РАЗДЕЛ IV
     
      В ПОИСКАХ ЦЕЛОГО
     
      ИГРА В ЖИЗНИ И В ИСКУССТВЕ

В наше время понятие "игры" все более расширяется, распространяется на разные сферы жизни и культуры, вызывая пристальный интерес со стороны многих гуманитарных и даже негуманитарных наук. Раньше детские игры изучались педагогикой, актерская игра - театроведением, и этим почти исчерпывалось внимание науки к "несерьезной" сфере человеческой деятельности. Теперь же проблема игры становится актуальной, подчас центральной в социологии, психологии, культурологии, лингвистике, литературоведении, семиотике, антропологии, теологии, математике... Такие выражения, как "теория игр", "социология роли", "человек играющий", "Христос-арлекин", "карнавальное мироощущение", "деловые игры", "метафизика маски", "язык как игра", "теология празднества", взятые из разных научных и идеологических контекстов, приобрели характер устойчивых словосочетаний, почти фразеологизмов, за каждым из которых стоит целое направление современной мысли.
      Интерес к игре как общему принципу культуры возник почти одновременно и у нас и за рубежом. В конце 30-х годов XX века создаются основополагающие в этой области труды: И. Хейзинги "Homo ludens'. Об игре как источнике культуры" и М. М. Бахтина "Творчество Франсуа Рабле и народная культура средневековья и Ренессанса". Очевидна разница в мировоззренческой установке этих книг. Для Хейзинги всякая культура относится к сфере игры, поскольку в ней преодолевается зависимость человека от природной нужды и возникает импульс к свободе, не вмещающейся в рамки серьезного, однозначно утилитарного поведения.
     
     
      Человек играющий (лат.).
     
     
      Поэзия и философия, искусство и наука, юридические институты и социальные церемонии - все это, по Хейзинге. коренится в способности человека к игре - бескорыстной деятельности, имеющей цель в себе. Для Бахтина же игра - истинная принадлежность только народной, "низовой" культуры, смыкающейся с природой в противоположность социальному порядку с его строгой иерархичностью. Если у Хейзинги апология игры служит критике "истерической взволнованности" - необузданных природных инстинктов, враждебных и разрушительных для культуры, то у Бахтина критикуется "авторитарная спесь" - мертвящий социальный законопорядок, который своей избыточной условностью тоже враждебен развитию культуры, поскольку навязывает ей свой обязательный код и этикет.

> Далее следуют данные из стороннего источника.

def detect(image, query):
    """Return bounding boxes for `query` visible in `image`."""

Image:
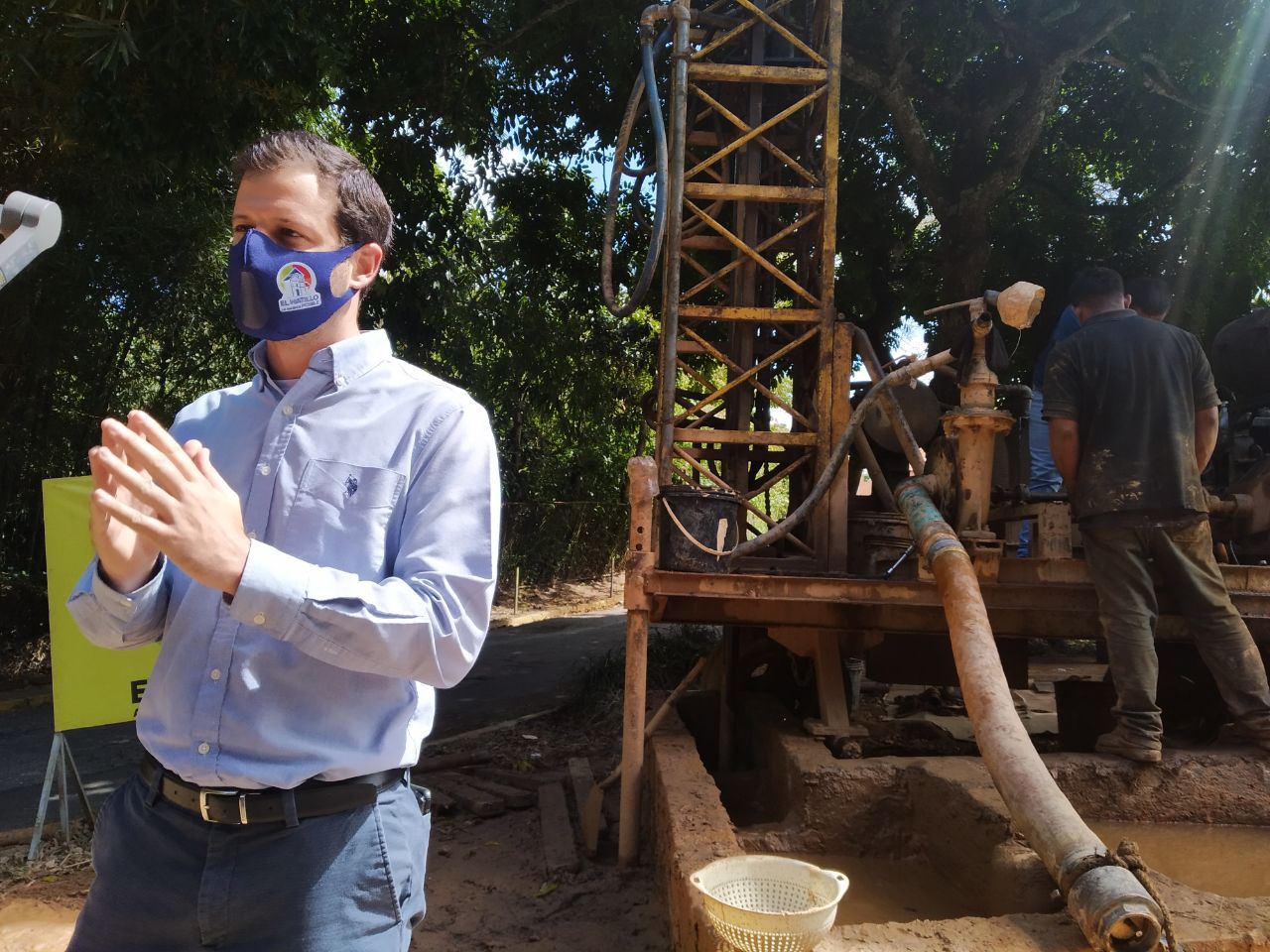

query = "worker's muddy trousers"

      В 50-70-е годы проблематика игры все более привлекает внимание теоретиков и историков культуры (О. Bollnow, Е. Fink, R. Callois, H. Сох и др.). При этом намечается сближение бахтинской и хейзинговской концепций: критике подвергается как жесткая упорядоченность социума, так и стихийность чисто природного существования. Игра развертывается на границе общественной и природной сфер, не совпадая ни с одной из них. Достойный человека удел, оберегающий и отграничивающий его как от натуральной серьезности животного, так и от официальной серьезности чиновника, обретается только в игре, а это и есть собственно область культуры.
      Диалектике игрового и серьезного, раскрывающей культуру как целостность в ее саморазвитии, в ее подвижно-противоречивых связях с природой и обществом, и посвящена данная статья.